Truth: Some newer cars are less expensive to insure than older ones are. It depends on the year, make and model. Check around.
Myth No. 7
Smaller, less expensive cars are cheaper to insure.
Truth: This depends on your coverage. For collision and comprehensive coverage, this is often not the case because smaller cars typically sustain more damage in an accident and have a higher rate of being "totaled" in a collision.
Myth No. 8
Buying insurance online saves me money.
Truth: Your insurance policy likely won't be important to you until you need to make a claim. Should you have a claim and find that you don't have the proper coverage, you may have to come up with the money out of your own pocket, and that could cost you far more than the savings you realized by purchasing a policy online.
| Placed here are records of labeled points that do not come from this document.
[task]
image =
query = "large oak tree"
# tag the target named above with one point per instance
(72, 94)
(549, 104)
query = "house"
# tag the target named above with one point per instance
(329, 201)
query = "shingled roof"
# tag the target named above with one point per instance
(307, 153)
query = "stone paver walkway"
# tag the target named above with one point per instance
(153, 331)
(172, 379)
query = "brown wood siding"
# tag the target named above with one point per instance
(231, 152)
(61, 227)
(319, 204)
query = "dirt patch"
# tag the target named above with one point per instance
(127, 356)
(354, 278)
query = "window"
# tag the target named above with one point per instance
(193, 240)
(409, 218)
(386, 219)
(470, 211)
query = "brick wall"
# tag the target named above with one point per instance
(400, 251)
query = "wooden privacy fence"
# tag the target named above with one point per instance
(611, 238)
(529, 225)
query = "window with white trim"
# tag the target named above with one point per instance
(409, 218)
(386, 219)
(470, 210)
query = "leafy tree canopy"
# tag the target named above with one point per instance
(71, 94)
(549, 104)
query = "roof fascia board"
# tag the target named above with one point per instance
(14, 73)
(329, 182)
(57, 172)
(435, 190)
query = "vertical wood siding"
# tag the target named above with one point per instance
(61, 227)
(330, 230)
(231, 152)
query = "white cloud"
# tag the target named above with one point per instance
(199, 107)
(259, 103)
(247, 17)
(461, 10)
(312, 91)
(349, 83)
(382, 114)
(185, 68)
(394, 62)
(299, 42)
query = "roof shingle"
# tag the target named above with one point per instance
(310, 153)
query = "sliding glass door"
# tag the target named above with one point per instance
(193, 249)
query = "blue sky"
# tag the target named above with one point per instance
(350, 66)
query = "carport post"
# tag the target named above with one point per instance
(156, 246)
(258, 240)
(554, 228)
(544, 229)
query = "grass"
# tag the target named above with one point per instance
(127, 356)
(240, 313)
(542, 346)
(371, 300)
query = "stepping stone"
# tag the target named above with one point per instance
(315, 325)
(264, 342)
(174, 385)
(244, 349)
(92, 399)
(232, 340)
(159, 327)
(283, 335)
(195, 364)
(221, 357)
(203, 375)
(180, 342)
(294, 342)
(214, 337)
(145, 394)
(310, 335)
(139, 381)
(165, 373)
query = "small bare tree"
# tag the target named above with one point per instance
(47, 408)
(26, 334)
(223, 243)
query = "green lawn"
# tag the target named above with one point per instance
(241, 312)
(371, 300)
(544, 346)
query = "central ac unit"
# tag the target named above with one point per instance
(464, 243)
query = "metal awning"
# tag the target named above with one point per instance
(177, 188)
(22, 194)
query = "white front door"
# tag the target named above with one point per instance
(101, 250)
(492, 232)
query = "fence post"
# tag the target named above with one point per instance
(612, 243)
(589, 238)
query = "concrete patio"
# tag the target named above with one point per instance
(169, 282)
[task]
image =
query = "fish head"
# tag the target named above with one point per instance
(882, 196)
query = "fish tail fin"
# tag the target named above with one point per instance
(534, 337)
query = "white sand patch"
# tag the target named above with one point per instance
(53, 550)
A good insurance agent can help you analyze your current policy and make recommendations so you have the best experience possible when you have to use your insurance. Additionally, many major brick-and-mortar insurers offer discounts that can be overlooked sometimes in an online purchase.
Myth No. 9
"No-fault insurance" refers to an accident that is not the policy-holder's fault.
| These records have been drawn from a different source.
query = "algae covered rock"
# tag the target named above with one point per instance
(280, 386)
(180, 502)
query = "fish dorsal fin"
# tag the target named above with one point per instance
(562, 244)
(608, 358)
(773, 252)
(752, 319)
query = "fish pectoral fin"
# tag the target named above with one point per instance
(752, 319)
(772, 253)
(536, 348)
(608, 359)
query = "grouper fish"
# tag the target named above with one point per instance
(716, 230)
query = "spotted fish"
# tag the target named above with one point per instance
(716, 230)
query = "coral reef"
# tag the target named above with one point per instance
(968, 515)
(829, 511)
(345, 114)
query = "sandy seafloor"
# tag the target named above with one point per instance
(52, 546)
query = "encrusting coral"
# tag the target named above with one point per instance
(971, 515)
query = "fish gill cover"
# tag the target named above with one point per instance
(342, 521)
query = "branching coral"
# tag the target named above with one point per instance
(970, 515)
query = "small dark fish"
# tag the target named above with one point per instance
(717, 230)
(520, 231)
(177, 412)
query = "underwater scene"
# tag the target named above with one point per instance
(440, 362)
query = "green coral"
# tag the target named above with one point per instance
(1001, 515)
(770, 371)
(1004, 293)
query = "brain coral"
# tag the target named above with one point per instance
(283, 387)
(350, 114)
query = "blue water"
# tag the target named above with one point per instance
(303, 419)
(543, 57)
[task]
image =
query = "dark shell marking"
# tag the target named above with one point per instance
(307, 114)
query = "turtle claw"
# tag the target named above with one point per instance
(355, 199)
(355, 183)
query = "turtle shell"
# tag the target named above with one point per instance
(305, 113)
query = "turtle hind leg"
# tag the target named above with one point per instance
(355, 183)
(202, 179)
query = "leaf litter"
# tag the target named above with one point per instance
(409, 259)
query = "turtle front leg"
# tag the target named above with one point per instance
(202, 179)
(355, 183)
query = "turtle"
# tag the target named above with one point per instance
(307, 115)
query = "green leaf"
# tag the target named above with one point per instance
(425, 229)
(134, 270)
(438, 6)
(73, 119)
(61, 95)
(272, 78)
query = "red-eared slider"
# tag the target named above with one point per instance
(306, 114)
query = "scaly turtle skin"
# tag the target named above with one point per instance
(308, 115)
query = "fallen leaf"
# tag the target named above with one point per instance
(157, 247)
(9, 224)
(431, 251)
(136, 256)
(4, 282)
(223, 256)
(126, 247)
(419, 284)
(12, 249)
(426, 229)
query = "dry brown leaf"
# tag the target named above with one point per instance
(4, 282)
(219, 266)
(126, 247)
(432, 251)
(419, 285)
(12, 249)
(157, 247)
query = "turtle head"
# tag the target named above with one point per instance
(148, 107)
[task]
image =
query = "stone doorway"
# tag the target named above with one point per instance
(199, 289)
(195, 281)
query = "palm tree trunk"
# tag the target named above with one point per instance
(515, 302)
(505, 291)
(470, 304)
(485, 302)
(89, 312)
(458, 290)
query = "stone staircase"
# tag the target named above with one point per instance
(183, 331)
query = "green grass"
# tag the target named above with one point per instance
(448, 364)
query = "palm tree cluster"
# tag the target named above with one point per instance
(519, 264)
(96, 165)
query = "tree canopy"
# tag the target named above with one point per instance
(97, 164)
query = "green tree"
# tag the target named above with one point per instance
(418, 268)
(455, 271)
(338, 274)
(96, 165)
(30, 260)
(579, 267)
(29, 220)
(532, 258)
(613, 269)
Truth: "No-fault insurance" simply means that your own insurance company pays for your injury-related bills, regardless of who is at fault.
Myth No. 10
My car will be declared "a total loss" if it cannot be driven away after an accident.
Truth: Your insurance company will determine whether your car should be totaled. A total loss is declared when the repair costs exceed a certain threshold of the car's present value. That generally falls between 50 percent and 70 percent, depending on the insurance company.
Myth No. 11
If my car is totaled, my insurance will pay off what I owe on my loan.
Truth: When your car is totaled, your insurer will pay you the actual value of your car (before the accident), minus your deductible. You are still responsible to your lending institution for any amount outstanding on the loan or lease. The only way to cover the difference between the car's actual value and the amount you owe on the loan is to purchase gap insurance.
Myth No. 12
My insurance will cover me if my car is stolen or vandalized.
Truth: Unless you have comprehensive coverage, you are not covered for these things. A bare-bones policy in most states is liability-only and will only cover damage you cause to others' cars. If you want to fully protect your vehicle from damage due to accidents, weather, crime and acts of God, you should have collision and comprehensive coverage.
Myth No. 13
Thieves are more likely to steal new cars.
Truth: It's actually the other way around. Statistics indicate that thieves actually tend to steal older cars. There are two primary reasons: 1) They are easier to steal and 2) They're more valuable on the used-car-parts market, which is particularly strong, especially in a down economy.
Myth No. 14
If items are stolen from my car, they are covered under my auto policy.
Truth: Generally, it's your homeowners or renters policy that protects anything stolen from your car.
Myth No. 15
Drivers of sports cars get more tickets and thus pay higher insurance premiums.
Truth: Not necessarily. A lot of other factors determine premiums. (A 35-year-old Corvette owner with a good driving record will probably pay less in premium than a 24-year-old Scion tC driver with points against his record.) According to a recent study by Quality Planning, a solutions consultant for automobile insurers, nine of the top 10 cars with the most traffic violations were non-performance models.